Like Social Security, Medicare is an entitlement program for U.S. citizens who earn the right to enroll by working and paying taxes for minimum required period.

What Are The Different Parts of Medicare?

Medicare is available in four different parts, each providing a different type of medical coverage. Enrolling in Medicare automatically signs you up for Medicare Original (Part A and Part B), but you can also opt into Part C and Part D if necessary.

  • Part A (Hospital Insurance): Covers inpatient hospitals stays, hospice care, care in a skilled nursing facility and some home health care. These services are financed by your taxes paid while working, so it’s free.
  • Part B (Medical Insurance): Covers certain doctor’s services, outpatient care, preventative services and medical supplies. This insurance comes with a monthly premium.
  • Part C (Medicare Advantage Plans): A type of healthcare plan that is provided by a private company that contracts with Medicare to offer all of the benefits from Part A and Part B.
  • Part D (Prescription Drug Coverage): Offered by insurance and other private companies approved by Medicare, this plan adds prescription drug coverage to certain Medicare plans, including Original Medicare (Part A and B).

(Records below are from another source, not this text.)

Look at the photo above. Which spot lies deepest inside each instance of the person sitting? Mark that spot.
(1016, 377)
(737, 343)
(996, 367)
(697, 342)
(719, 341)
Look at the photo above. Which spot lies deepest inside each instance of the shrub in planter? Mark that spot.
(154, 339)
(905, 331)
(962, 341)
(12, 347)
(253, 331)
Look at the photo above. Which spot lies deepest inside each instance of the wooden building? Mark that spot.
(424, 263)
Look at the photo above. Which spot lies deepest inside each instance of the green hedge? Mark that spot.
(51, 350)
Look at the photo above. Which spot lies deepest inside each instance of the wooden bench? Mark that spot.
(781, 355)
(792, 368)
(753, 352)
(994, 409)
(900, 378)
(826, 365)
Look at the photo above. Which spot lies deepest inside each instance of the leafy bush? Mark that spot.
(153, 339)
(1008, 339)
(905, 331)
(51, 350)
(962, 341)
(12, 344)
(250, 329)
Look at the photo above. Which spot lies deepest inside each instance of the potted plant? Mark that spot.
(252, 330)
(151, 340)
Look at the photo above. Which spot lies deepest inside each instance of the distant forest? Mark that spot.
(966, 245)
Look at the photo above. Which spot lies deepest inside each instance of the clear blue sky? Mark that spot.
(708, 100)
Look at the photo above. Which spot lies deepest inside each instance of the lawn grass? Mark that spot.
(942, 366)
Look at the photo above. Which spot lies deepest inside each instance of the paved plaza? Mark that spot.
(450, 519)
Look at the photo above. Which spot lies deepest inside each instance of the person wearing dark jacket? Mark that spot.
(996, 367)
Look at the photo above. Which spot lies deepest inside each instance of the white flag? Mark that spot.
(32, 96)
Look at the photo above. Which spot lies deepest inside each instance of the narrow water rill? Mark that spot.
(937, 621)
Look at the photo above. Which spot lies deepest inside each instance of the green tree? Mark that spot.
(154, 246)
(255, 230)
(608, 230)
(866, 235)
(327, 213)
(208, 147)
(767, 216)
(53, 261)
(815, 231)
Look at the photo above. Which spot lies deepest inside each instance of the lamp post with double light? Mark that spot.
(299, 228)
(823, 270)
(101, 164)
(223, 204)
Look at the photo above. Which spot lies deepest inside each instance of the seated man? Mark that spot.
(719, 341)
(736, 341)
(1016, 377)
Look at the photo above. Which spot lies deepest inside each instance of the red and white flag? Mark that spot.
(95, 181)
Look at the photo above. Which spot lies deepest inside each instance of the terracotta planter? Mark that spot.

What is The Difference Between Medicare and Medicaid?

Sharing the first six letters, there is often some confusion regarding the difference between Medicare and Medicaid. Both are federal programs that provide health insurance, however the circumstances that qualify you for the programs are what separates the two.

Medicaid is run by the federal government in partnership with states to provide insurance coverage to low income families and individuals. The criteria for qualifying for Medicaid varies from state to state. Some may offer the insurance to anyone who falls below a certain income level, while other states may require additional criteria to qualify (such as disability status, age, pregnancy).

Medicare is a federally funded program that offers insurance to those who are 65 years or older, who collect social security disability or who may be experiencing renal failure. Unlike Medicaid, Medicare is not reliant on income.

When Do Medicare Benefits for Disability Kick in?

Now that you know a bit more about SSD and Medicare, it’s important to understand how the two intertwined. If you qualify for SSD, you are automatically enrolled in Medicare after receiving disability benefits for two years.

The SSA enrolls you into the first two parts of Medicare (Part A and Part B), but you can still opt into Medicare Advantage (Part C) and Prescription Drug Coverage (Part D) as well.

With these two programs, adjusting to life with a disability can be made significantly easier. As your SSD covers wages lost, allowing you to continue paying bills and buying food while being unable to work, Medicare will assist you with medical costs as you treat your illness or disability.